User research tidak selalu rumit atau mahal. Kadang cukup dengan Obrolan yang tepat, Pertanyaan yang jujur, dan kemauan untuk menerima bahwa dugaan kita bisa salah
Kenapa User Research Itu Perlu?
Ada satu momen yang cukup membekas buat saya.
Di sebuah proyek, tim merasa yakin bahwa masalah utama pengguna adalah tampilan yang “kurang modern”. Semua orang sepakat, desain harus diperbarui.
Setelah melakukan user research, kami justru menemukan bahwa masalah utamanya bukan di tampilan, tapi alur yang membingungkan dan informasi yang tidak jelas.
Kalau waktu itu kami langsung redesign tanpa riset, besar kemungkinan masalahnya tetap ada — hanya tampilannya saja yang berubah.
Di situlah saya benar-benar paham:
tanpa user research, UX design hanyalah asumsi designer.
User research membantu kita:
-
Mengurangi risiko salah solusi
-
Menghemat waktu dan biaya
-
Membuat keputusan desain yang bisa dipertanggungjawabkan
Dan yang paling penting, user research membantu kita mendesain dengan empati, bukan ego.
User Research Tidak Selalu Tentang Data Besar
Dalam praktik UX, riset sering dimulai dari hal-hal kecil.
Nielsen Norman Group bahkan menyebutkan bahwa 5 pengguna saja sudah bisa menemukan sebagian besar masalah usability, kalau risetnya dilakukan dengan benar.
Riset Kualitatif: Mendengar Cerita Pengguna
Riset kualitatif adalah jenis riset yang paling sering saya gunakan di awal proses UX. Di sini fokusnya bukan angka, tapi cerita.
Pertanyaan dalam riset kualitatif:
-
Apa yang pengguna rasakan?
-
Kenapa mereka melakukan sesuatu dengan cara tertentu?
-
Di bagian mana mereka merasa frustrasi atau bingung?
Biasanya riset kualitatif dilakukan lewat:
-
Wawancara pengguna
-
Observasi
-
Usability testing
Hasilnya bukan grafik, tapi insight.

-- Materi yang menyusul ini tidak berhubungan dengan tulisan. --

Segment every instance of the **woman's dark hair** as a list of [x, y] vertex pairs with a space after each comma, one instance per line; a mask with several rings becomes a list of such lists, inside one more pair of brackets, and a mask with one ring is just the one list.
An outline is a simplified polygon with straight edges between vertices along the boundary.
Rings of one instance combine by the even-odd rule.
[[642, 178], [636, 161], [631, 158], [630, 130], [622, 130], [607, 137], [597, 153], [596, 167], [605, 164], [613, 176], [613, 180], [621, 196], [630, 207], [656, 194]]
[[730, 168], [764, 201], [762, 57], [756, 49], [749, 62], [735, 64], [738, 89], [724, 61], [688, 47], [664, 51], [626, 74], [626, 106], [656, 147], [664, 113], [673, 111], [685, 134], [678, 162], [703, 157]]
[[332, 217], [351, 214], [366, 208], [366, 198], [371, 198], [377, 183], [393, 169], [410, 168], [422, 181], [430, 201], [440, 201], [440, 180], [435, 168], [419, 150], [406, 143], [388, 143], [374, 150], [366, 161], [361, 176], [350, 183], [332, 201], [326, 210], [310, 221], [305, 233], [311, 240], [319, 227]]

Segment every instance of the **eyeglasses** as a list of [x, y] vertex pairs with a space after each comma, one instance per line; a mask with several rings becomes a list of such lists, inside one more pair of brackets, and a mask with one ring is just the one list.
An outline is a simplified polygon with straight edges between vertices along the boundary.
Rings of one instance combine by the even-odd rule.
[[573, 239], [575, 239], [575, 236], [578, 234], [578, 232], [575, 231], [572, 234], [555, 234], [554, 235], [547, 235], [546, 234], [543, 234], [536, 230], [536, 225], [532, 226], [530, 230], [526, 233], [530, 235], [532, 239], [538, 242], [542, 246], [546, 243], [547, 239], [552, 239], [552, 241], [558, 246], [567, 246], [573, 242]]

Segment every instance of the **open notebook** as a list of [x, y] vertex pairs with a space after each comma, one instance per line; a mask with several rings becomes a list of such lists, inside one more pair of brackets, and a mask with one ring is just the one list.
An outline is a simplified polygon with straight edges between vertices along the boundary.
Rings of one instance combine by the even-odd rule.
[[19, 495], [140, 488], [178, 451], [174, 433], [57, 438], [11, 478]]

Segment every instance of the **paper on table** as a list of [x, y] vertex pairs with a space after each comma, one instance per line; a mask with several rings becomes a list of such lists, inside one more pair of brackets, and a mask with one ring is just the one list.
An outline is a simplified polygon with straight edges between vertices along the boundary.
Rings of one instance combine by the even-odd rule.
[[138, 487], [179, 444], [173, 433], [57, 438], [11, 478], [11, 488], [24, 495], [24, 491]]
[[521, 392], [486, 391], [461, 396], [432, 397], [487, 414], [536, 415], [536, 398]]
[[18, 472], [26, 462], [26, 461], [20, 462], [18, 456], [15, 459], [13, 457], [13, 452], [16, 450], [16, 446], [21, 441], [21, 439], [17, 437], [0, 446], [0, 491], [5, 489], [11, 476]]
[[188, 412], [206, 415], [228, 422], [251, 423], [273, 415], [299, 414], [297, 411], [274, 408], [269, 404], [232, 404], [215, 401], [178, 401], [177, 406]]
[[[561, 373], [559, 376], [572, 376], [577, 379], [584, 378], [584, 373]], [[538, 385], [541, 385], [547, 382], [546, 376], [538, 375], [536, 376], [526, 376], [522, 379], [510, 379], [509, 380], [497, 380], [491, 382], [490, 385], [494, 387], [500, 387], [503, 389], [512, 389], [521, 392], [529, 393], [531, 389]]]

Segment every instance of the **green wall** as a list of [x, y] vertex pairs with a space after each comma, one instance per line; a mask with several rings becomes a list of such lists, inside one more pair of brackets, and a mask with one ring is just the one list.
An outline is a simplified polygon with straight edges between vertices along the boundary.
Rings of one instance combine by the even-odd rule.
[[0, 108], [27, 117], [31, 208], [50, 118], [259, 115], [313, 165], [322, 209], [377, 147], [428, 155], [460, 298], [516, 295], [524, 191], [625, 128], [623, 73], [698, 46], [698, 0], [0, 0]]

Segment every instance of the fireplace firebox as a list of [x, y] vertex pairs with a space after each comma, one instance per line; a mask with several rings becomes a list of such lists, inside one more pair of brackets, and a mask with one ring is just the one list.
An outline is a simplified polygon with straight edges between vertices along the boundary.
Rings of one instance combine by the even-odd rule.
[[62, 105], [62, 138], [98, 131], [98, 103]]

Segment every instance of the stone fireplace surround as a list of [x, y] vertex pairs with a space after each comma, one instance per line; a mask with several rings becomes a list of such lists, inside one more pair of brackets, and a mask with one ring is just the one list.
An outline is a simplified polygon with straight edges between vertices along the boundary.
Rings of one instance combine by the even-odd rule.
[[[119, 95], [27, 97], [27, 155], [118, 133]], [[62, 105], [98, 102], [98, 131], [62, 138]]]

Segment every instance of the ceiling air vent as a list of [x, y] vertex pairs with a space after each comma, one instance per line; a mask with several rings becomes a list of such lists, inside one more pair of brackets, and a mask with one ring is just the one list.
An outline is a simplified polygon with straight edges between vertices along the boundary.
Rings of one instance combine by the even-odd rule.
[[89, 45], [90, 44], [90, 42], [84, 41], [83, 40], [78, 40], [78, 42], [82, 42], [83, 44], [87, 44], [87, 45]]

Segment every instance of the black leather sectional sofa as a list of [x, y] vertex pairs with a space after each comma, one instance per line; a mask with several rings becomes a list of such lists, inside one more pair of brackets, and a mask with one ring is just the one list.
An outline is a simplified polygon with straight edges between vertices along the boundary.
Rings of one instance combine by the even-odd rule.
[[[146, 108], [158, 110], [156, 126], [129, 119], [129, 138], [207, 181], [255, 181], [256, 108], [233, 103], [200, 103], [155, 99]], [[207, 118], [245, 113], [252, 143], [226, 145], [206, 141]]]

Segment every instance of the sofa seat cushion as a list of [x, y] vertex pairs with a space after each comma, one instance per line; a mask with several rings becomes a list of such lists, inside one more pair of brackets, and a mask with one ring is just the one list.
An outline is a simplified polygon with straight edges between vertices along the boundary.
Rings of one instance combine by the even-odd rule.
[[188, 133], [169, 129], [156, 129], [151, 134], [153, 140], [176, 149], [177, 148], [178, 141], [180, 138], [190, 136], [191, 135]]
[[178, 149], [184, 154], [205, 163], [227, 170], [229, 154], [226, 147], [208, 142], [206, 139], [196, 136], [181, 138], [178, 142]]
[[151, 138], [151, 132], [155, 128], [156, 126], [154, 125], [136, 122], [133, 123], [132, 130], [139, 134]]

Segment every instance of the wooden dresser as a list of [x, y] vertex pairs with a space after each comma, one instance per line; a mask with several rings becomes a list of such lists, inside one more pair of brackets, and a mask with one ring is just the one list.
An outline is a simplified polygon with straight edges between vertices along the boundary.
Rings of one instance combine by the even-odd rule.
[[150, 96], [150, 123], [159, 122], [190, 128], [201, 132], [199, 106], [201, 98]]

Interaction Design Foundation menekankan bahwa riset kualitatif sangat penting untuk membangun empati dan memahami konteks pengguna secara mendalam. Tanpa ini, desain mudah kehilangan arah.

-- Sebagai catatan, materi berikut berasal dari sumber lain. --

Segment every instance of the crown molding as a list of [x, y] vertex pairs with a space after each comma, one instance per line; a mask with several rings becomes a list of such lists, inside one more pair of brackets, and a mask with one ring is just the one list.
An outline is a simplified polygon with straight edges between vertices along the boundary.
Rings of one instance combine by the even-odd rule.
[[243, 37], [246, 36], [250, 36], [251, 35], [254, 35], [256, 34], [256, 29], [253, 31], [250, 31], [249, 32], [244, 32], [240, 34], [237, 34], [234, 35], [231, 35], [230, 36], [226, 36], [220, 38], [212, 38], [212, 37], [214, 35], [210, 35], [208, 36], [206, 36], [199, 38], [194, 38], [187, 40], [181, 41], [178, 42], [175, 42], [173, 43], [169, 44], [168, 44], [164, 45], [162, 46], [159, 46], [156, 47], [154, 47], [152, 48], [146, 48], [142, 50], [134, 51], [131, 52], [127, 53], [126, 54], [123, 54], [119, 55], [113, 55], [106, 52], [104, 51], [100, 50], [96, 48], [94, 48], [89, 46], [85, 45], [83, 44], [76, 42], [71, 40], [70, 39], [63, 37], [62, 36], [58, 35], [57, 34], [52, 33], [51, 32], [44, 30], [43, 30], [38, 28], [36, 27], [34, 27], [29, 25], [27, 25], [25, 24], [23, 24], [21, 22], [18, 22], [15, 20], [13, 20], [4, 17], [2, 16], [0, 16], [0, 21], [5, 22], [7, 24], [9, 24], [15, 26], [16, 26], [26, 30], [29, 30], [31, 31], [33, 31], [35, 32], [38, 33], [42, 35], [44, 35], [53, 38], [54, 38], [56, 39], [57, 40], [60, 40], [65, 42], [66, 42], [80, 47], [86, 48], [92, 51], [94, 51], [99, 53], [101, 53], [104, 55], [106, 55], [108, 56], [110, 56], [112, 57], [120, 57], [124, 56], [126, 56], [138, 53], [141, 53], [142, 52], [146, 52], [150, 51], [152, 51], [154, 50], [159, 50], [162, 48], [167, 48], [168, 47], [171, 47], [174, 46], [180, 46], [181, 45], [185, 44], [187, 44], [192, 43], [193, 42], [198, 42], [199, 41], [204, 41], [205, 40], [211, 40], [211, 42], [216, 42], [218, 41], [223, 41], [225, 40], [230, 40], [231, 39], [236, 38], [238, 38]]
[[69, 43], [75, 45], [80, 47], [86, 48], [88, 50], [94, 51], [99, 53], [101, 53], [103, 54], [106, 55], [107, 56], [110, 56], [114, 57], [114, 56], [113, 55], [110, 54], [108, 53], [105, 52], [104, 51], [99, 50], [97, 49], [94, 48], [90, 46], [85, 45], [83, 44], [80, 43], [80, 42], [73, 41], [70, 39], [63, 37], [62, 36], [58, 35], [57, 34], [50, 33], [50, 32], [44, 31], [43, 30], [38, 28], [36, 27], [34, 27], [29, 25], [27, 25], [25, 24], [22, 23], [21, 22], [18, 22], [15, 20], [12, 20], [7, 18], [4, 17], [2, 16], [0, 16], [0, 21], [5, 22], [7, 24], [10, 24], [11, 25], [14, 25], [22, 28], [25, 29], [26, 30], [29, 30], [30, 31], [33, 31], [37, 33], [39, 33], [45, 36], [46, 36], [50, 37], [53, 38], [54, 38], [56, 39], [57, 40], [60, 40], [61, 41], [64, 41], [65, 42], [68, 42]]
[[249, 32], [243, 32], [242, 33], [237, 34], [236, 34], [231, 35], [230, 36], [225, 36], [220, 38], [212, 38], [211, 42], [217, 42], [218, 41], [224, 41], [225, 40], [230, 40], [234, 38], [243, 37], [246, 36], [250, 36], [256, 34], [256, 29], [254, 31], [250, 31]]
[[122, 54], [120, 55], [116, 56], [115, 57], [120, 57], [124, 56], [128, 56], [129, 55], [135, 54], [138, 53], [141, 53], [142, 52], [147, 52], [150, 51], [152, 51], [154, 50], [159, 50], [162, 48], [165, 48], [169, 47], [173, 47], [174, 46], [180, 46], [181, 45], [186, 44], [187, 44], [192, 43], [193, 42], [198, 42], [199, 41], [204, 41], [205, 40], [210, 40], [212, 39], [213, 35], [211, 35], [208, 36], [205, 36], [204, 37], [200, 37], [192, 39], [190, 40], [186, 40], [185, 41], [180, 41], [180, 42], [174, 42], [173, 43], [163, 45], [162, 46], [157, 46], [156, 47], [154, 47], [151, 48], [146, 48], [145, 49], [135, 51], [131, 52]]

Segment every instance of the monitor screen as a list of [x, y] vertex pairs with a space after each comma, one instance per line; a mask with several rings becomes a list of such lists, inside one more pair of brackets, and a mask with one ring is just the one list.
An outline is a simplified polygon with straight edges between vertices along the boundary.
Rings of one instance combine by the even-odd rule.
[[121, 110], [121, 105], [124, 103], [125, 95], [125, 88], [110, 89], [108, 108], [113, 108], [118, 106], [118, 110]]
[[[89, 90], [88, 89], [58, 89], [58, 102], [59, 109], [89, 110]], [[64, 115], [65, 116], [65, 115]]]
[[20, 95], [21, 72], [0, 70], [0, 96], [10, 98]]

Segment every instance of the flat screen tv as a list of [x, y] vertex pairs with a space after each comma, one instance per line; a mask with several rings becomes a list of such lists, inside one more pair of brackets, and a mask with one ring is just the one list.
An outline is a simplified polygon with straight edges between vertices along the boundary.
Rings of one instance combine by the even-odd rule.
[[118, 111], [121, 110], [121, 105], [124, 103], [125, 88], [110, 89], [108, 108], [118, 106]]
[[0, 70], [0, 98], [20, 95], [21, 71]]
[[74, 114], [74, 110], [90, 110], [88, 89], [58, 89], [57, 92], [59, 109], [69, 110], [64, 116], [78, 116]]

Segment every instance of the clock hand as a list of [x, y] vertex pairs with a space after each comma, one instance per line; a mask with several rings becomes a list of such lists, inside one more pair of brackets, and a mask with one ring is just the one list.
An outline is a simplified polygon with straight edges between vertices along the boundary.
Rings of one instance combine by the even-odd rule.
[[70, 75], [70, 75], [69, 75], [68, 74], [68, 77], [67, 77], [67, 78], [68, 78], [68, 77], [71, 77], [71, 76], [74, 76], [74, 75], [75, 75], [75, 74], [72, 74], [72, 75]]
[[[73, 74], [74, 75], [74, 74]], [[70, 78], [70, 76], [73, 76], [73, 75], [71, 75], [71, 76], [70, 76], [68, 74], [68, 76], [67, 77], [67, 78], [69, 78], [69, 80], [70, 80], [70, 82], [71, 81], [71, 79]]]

Riset Kuantitatif: Melihat Pola dari Angka
Kalau riset kualitatif membantu saya memahami kenapa, riset kuantitatif membantu saya melihat seberapa besar. Riset kuantitatif bisa dilakukan dengan beberapa cara:
-
Survei
-
Analisis Data sekunder
-
A/B testing
Dengan riset ini, saya bisa melihat pola Berapa banyak pengguna mengalami masalah yang sama, di bagian mana pengguna paling sering berhenti, perubahan mana yang berdampak signifikan
Riset kuantitatif membantu memvalidasi apakah insight dari riset kualitatif benar-benar terjadi secara luas.
Kualitatif vs Kuantitatif
Kesalahan umum yang sering saya temui adalah membandingkan dua jenis riset ini seolah harus memilih salah satu. Padahal, keduanya saling melengkapi.

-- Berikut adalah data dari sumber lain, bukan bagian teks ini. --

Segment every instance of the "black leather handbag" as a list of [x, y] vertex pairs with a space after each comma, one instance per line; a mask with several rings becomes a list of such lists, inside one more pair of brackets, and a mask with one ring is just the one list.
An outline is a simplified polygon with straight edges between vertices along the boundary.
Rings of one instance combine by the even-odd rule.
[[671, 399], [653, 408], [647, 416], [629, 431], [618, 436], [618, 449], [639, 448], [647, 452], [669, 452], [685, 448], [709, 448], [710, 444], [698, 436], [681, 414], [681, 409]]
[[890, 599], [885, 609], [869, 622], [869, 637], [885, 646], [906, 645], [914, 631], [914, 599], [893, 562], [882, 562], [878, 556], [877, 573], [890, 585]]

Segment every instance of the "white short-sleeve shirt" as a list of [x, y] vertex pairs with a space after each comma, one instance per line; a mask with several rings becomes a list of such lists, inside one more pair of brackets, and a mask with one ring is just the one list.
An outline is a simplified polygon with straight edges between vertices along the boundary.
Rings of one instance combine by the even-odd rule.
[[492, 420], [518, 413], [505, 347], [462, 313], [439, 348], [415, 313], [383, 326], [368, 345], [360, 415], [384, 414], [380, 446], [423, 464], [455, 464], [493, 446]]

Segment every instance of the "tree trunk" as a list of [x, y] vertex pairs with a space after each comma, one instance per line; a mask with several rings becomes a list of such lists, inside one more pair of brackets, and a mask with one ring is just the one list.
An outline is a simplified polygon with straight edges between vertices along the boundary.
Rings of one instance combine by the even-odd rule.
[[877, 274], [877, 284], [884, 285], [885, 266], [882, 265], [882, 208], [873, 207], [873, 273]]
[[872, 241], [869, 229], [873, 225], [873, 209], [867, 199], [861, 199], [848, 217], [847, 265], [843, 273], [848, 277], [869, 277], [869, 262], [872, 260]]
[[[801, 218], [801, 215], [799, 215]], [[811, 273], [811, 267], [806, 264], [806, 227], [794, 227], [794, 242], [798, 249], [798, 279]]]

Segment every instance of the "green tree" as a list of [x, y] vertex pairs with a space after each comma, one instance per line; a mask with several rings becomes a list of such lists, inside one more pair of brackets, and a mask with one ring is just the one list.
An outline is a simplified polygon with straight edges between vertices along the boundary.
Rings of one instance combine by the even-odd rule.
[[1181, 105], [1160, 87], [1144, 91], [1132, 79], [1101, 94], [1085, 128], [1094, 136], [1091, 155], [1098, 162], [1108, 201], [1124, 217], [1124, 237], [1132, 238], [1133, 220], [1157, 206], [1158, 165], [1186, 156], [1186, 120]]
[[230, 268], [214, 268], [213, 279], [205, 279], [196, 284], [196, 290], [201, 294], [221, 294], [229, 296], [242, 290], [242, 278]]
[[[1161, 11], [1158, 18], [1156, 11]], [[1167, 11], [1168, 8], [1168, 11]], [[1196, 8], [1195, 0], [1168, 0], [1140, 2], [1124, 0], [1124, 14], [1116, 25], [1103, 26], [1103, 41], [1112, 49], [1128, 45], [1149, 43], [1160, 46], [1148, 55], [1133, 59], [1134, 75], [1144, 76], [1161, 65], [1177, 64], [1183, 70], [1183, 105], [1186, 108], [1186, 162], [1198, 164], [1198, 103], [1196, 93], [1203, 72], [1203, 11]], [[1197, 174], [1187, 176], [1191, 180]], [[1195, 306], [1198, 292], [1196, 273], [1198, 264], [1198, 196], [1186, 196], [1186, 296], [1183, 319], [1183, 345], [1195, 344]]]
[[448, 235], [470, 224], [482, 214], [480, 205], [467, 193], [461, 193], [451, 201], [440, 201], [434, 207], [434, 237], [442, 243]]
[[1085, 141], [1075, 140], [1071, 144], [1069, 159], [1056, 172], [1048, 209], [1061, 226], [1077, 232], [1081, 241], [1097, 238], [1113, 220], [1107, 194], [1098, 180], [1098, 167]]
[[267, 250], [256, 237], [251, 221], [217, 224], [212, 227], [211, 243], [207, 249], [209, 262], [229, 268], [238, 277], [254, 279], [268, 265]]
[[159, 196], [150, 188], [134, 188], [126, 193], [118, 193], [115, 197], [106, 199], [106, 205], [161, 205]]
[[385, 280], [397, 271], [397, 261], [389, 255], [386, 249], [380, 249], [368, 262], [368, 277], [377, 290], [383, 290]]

| Jenis Riset | Karakteristik | Contoh |
|---|---|---|
| Riset Kualitatif |
|
|
| Riset Kuantitatif |
|
|
Penutup
Sebagai UX designer, semakin saya yakin bahwa user research bukan soal teknik, tapi soal sikap.
Sikap untuk mendengar lebih dulu, menunda kesimpulan, mengakui bahwa pengguna lebih tahu masalah mereka daripada kita.